Едва произнесла старуха первые слова, как добрый наш студент, оцепенев, словно во власти внезапного изумления, устремил на нее испуганный взор – и он уже не видел более гнедого, не видел ничего вокруг.
– Примите же, примите поводья, – молвила старуха с особенною, многозначительной интонацией, как бы призывавшей юношу взять себя в руки. – Берите поводья, и в путь, уже пора.
Никто не заметил этого мгновения близости меж старой нищенкой и предводителем мятежа. Васко действительно овладел собою, вскочил на коня и, возглавив свою рать, не очень-то умело соблюдавшую строй, двинулся к старинным строениям Сената града Порто.
– Буди благословен ты сам и да будет благословен путь твой, – прошептала старуха ему вослед, – ибо ты наполняешь светом и ликованьем очи той, что вскормила тебя!
Затерявшись в толпе, она исчезла в каком-то неприметном переулке, и мне неведомо, куда она делась, ибо никто больше не видел ее.
Глава XXVI. А Аниньяс?
А Аниньяс? А бедняжка Аниньяс, брошенная в темницу? Что с нею сталось, сеньор сочинитель? Разве можно на такое долгое время оставлять в мерзком тюремном застенке юную красавицу, да к тому столь располагающую к себе, столь добронравную, подружку нашей Жертрудес, одним словом, Елену сей Трои,{146} из-за похищения коей непобедимый град наш уже пылает в огне мятежа, чуть ли не гражданской войны? Проходят главы и главы – одна короче другой, это верно, но их немало, – а беспечный летописец ни слова о том, что с нею сталось.
Отвечаю, друг-читатель: вина не моя. Сервантес не мог отвечать за оплошности и промахи Сида Ахмета Бен-инхали.{147} Если Дульсинея заколдована небрежно, и мы то видим, как гарцует она на ослице по тобосским полям, то разгуливает со своими прислужницами по прелестным садам пещеры Монтесиноса; если наш приятель Санчо появляется верхом на сером, которого двумя страницами раньше таким прехитрым способом выкрал из-под него честный Хинес де Пасамонте, – то повинен в этих ляпсусах мавр-летописец, а не христианин, издавший его сочинения.
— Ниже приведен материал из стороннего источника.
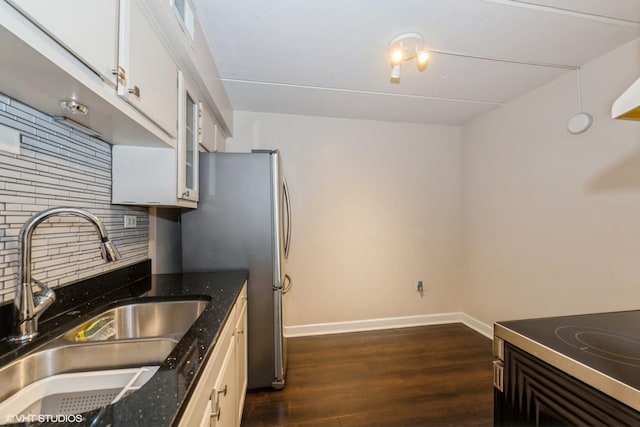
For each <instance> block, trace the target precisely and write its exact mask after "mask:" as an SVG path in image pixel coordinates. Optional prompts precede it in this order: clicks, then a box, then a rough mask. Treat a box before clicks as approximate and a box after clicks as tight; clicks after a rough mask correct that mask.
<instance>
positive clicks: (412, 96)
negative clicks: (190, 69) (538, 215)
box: [220, 67, 575, 106]
mask: <svg viewBox="0 0 640 427" xmlns="http://www.w3.org/2000/svg"><path fill="white" fill-rule="evenodd" d="M574 69H575V67H574ZM220 80H221V81H223V82H229V83H242V84H251V85H260V86H273V87H287V88H296V89H309V90H321V91H328V92H340V93H358V94H366V95H380V96H389V97H394V98H409V99H424V100H431V101H453V102H464V103H467V104H483V105H493V106H500V105H504V104H505V103H504V102H501V101H493V100H486V99H466V98H447V97H439V96H428V95H410V94H404V93H391V92H381V91H371V90H359V89H345V88H338V87H324V86H309V85H298V84H290V83H277V82H263V81H256V80H242V79H220Z"/></svg>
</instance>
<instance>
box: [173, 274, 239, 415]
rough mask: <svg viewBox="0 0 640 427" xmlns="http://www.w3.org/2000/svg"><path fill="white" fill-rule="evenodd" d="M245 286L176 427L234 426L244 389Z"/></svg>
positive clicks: (232, 310) (231, 312) (227, 321)
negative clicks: (177, 426)
mask: <svg viewBox="0 0 640 427" xmlns="http://www.w3.org/2000/svg"><path fill="white" fill-rule="evenodd" d="M246 304H247V285H246V284H245V286H244V288H243V290H242V292H241V293H240V296H239V297H238V300H237V301H236V304H235V305H234V307H233V309H232V311H231V315H230V316H229V319H228V320H227V323H226V324H225V326H224V327H223V330H222V334H220V338H219V339H218V342H217V343H216V344H215V348H214V350H213V352H212V353H211V355H210V357H209V359H208V361H207V363H206V365H205V366H204V368H203V369H204V371H203V373H202V376H201V377H200V379H199V381H198V383H197V384H196V386H195V390H194V393H193V395H192V396H191V399H190V400H189V402H188V403H187V407H186V409H185V411H184V414H183V416H182V418H181V419H180V423H179V426H181V427H191V426H201V427H202V426H216V427H237V426H239V425H240V422H241V421H242V409H243V405H244V396H245V393H246V390H247V375H246V373H247V345H246V342H247V341H246V325H247V310H246Z"/></svg>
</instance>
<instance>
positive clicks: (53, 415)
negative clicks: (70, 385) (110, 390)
mask: <svg viewBox="0 0 640 427" xmlns="http://www.w3.org/2000/svg"><path fill="white" fill-rule="evenodd" d="M4 420H5V422H7V423H81V422H82V421H84V417H83V416H82V415H77V414H71V415H69V414H56V415H51V414H7V415H5V417H4Z"/></svg>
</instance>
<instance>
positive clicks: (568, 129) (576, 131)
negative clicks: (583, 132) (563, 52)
mask: <svg viewBox="0 0 640 427" xmlns="http://www.w3.org/2000/svg"><path fill="white" fill-rule="evenodd" d="M576 76H577V80H578V113H576V114H575V115H574V116H573V117H571V118H570V119H569V123H567V130H568V131H569V133H572V134H574V135H577V134H579V133H582V132H586V131H587V130H588V129H589V128H590V127H591V124H592V123H593V117H592V116H591V114H589V113H585V112H583V111H582V90H581V89H580V67H578V68H576Z"/></svg>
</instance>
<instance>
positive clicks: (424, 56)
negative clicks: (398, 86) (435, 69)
mask: <svg viewBox="0 0 640 427" xmlns="http://www.w3.org/2000/svg"><path fill="white" fill-rule="evenodd" d="M388 52H389V61H390V63H391V76H390V81H391V83H400V65H402V63H403V62H405V61H410V60H412V59H415V60H416V66H417V67H418V71H424V70H425V69H426V68H427V65H428V64H429V51H427V50H426V49H425V48H424V37H422V34H419V33H404V34H400V35H399V36H396V37H394V38H393V40H391V42H390V43H389V48H388Z"/></svg>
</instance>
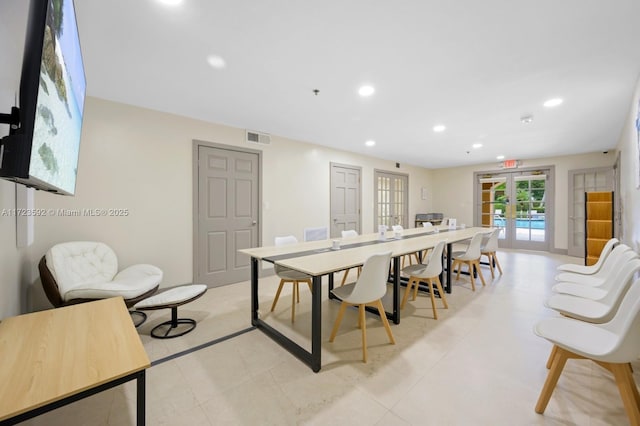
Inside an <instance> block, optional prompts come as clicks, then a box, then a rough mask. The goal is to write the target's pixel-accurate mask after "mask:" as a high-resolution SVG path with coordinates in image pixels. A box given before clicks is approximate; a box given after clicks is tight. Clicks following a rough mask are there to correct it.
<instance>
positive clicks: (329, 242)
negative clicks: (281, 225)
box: [238, 226, 492, 372]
То же самое происходит и со мной, когда тружусь я над сей правдивой повестью. Кое-что переписываю без изменений, кое-что перевожу – в зависимости от того, насколько устарел язык бесценного манускрипта, каковой посчастливилось мне найти. И если случается мне вставить собственное суждение или размышление в виде комментария к событиям, то я ни разу не позволил себе изменить последовательность повествования и неотступно соблюдаю ту, которую избрал высокомудрый Сверчок, коему обязаны мы этими несравненными летописями, прославляющими и возвеличивающими наш град и историю Сената его и народа.
Итак, пусть красавица Аниньяс наберется терпения, и пусть наберется терпения благосклонный читатель, ибо, прежде чем отодвинуть засовы и отпереть замки епископской темницы, нам придется снова подняться по дворцовым лестницам, проследовать по длинной анфиладе покоев и снова войти в тот таинственный и укромный кабинет, где недавно у нас на глазах надменный властитель нашего края облачался в пурпур и горностай, украшая свою особу пышными эмблемами духовной и феодальной власти.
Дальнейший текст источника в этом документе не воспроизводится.